Summary: The availability of advanced profile–profile comparison tools, such as PRC or HHsearch demands sophisticated visualization tools not presently available. We introduce an approach built upon the concept of HMM logos. The method illustrates the similarities of pairs of protein family profiles in an intuitive way. Two HMM logos, one for each profile, are drawn one upon the other. The aligned states are then highlighted and connected.
Availability: A web interface offering online creation of pairwise HMM logos is available at http://www.sanger.ac.uk/Software/analysis/logomat-p. Furthermore, software developers may download a Perl package that includes methods for creation of pairwise HMM logos locally.
The problem of profile–profile comparison has a long history but has received a lot of attention recently (Söding, 2004; Lyngsø et al., 1999; Madera, 2005; Edgar and Sjölander, 2004a). This is a result of the growing number of well characterized protein families in databases, such as Pfam (Bateman et al., 2004). By adding additional information about properties of the entire family, it has been shown that profile–profile methods significantly increase sensitivity compared with profile–sequence comparison (Edgar and Sjölander, 2004b). Several different concepts for profile–profile comparison have been reported. We focused on the visualization of HMM–HMM alignments. The algorithms behind all currently available HMM alignment programs are very similar. Newer approaches mainly differ in details of the scoring function and in the transitions that are taken into account. The approach is to find a sequence of state-to-state pairings that maximizes the probability of both HMMs emitting the same sequence (frequently called co-emission probability). This can be done efficiently by creating a pair HMM (Durbin et al., 1998; Söding, 2004) from the two source HMMs and using standard forward or viterbi algorithms for searching an optimal solution. Nevertheless, the raw output of the alignment tools can be difficult to understand. From the state-to-state pairings alone, it is not immediately obvious which features the two protein families have in common. It was our aim to develop a graphical representation of HMM–HMM alignments that resolves this issue.

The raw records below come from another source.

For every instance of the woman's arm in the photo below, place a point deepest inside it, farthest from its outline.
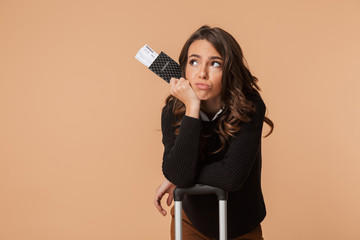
(181, 152)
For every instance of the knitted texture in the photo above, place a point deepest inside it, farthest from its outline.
(187, 160)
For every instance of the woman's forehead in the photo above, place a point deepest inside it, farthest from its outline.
(203, 48)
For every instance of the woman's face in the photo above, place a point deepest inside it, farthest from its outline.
(204, 70)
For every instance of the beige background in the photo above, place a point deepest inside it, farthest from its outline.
(80, 148)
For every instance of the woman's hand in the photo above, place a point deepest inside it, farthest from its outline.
(165, 187)
(182, 90)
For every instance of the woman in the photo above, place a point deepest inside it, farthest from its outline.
(212, 126)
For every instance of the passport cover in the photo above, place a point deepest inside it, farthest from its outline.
(165, 67)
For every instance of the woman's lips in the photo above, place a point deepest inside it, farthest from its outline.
(202, 86)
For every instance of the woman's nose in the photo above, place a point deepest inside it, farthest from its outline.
(203, 74)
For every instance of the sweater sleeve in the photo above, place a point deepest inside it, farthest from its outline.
(231, 172)
(181, 152)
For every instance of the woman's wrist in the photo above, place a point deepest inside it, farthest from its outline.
(192, 110)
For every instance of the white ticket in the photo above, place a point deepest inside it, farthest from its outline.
(146, 55)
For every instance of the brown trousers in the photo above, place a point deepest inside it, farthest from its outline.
(190, 233)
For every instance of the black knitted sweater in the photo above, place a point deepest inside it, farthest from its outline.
(237, 168)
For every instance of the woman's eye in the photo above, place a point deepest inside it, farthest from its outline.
(216, 64)
(193, 62)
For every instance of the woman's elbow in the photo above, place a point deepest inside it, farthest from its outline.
(180, 180)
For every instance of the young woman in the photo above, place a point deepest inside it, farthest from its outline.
(212, 126)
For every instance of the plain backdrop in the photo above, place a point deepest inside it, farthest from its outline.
(80, 146)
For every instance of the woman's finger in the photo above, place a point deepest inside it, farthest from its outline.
(157, 202)
(169, 200)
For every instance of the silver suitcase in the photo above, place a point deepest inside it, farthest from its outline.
(199, 189)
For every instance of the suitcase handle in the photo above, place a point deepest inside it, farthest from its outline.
(199, 189)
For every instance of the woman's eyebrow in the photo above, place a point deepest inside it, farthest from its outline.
(198, 56)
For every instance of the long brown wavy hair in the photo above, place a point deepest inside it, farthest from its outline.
(236, 80)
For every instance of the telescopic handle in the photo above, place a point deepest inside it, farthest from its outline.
(200, 189)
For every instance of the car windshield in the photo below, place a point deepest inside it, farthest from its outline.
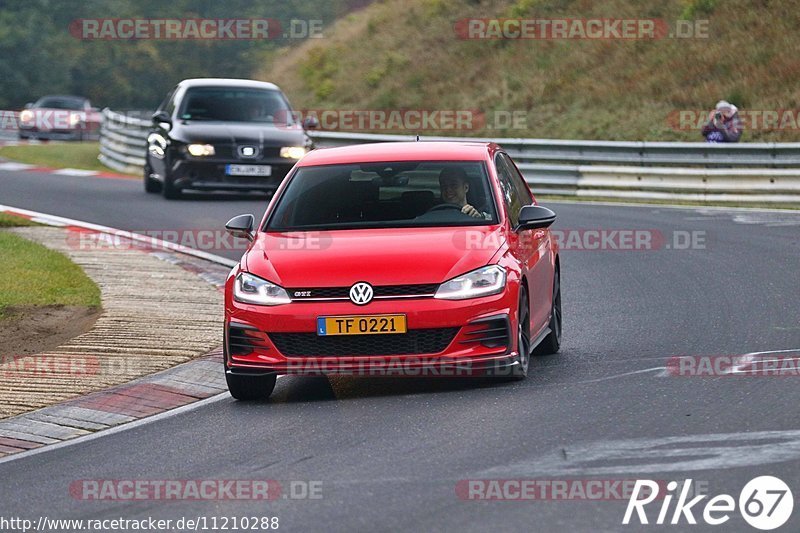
(385, 195)
(235, 104)
(57, 102)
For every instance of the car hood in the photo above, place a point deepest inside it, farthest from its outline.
(237, 133)
(377, 256)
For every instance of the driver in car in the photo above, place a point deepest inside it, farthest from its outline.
(454, 187)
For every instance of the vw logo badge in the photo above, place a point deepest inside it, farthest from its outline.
(361, 293)
(247, 151)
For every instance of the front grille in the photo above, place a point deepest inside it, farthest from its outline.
(415, 341)
(385, 291)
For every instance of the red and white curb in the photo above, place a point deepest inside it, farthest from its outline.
(13, 166)
(139, 400)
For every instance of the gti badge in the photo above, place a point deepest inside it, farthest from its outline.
(248, 151)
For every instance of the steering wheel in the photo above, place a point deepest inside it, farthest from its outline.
(442, 207)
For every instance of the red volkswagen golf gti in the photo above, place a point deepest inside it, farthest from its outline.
(395, 259)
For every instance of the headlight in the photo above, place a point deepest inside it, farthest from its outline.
(200, 150)
(26, 116)
(253, 290)
(481, 282)
(293, 152)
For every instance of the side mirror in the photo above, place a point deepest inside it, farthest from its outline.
(535, 217)
(162, 117)
(241, 226)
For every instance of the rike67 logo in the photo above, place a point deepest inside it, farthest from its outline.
(765, 502)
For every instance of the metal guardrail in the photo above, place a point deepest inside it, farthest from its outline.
(742, 172)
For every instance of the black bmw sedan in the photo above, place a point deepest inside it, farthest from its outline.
(223, 134)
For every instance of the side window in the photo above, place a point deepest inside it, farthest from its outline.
(511, 197)
(518, 181)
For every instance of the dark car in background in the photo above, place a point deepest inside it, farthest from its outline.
(60, 117)
(223, 134)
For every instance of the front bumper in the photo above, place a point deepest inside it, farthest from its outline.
(54, 135)
(445, 338)
(210, 174)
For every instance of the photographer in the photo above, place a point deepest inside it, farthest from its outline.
(724, 124)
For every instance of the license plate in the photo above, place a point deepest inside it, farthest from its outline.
(361, 325)
(248, 170)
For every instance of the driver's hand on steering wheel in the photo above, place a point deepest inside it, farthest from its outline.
(471, 211)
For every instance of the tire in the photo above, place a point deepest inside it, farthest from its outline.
(150, 185)
(552, 343)
(520, 371)
(249, 388)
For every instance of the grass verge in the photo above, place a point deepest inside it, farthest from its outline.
(13, 221)
(32, 275)
(80, 155)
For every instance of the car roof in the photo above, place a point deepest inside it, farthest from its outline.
(401, 151)
(64, 97)
(228, 82)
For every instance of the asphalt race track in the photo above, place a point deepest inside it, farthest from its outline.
(390, 453)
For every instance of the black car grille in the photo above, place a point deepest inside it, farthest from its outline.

Pairwise HMM Logos can be currently accessed in two different ways. First, they can be made online at http://www.sanger.ac.uk/Software/analysis/logomat-p. Second, they can be constructed locally by downloading and installing the Perl sources. In the near future, pairwise HMM Logos will also be added to the Pfam website. A typical pairwise HMM Logo is shown in Figure 1. We intended to construct pairwise HMM Logos to look as similar to HMM Logos as possible. This should facilitate their comprehension for users accustomed to HMM Logos. Therefore, we draw two HMM Logos, one for each aligned family. To illustrate individual aligned states they are framed and connected by a block. Unaligned states are shaded in grey. In a local alignment, positions before the first and after the last aligned states are not shown. A brief summary on the features of simple HMM logos is given in the caption to Figure 1. A more detailed description can be found in (Schuster-Böckler et al., 2004).
In our previous work (Schuster-Böckler et al., 2004), we introduced the HMM Perl package. It provides generalized methods to access and modify HMMs. Emission and transition probabilities are stored and retrieved as multidimensional matrices using PDL, the Perl Data Language. HMMER files can be parsed and written. It also allows the creation of HMM logos from profile HMMs. We added a class called HMM::Alignment to this existing framework that works as an abstraction layer to the HMM alignment program PRC (Madera, 2005http://supfam.mrc-lmb.cam.ac.uk/PRC/). It can parse and write PRC output as well as run PRC directly if it is installed on the system. As it integrates into the HMM package, it takes HMM::Profile objects, HMMER files, Pfam IDs or combinations thereof as arguments for creating alignment objects.
On-the-fly creation of pairwise HMM Logos from HMMER files, multiple sequence alignments or Pfam IDs is available from the website http://www.sanger.ac.uk/Software/analysis/logomat-p. Uploaded HMMs are aligned directly using PRC. Multiple alignments in ClustalW, MSF or SELEX format are used to create HMMs using HMMER before aligning them. The plain PRC output can be downloaded separately. Local installation of the HMM Perl package requires the PDL and Imager packages to be installed on the system together with a working PRC binary. Both Perl packages can be downloaded from http://www.cpan.org. PRC is available from http://supfam.mrc-lmb.cam.ac.uk/PRC/. This software was tested against PRC version 1.5.2.
We would like to thank Martin Madera and Robert Finn for the valuable information about theoretical and practical aspects of PRC. Johannes Söding kindly answered numerous questions about his HHsearch algorithm. The authors are grateful for the valuable suggestions and corrections made by the reviewers. B.S.-B. is funded by the Wellcome Trust.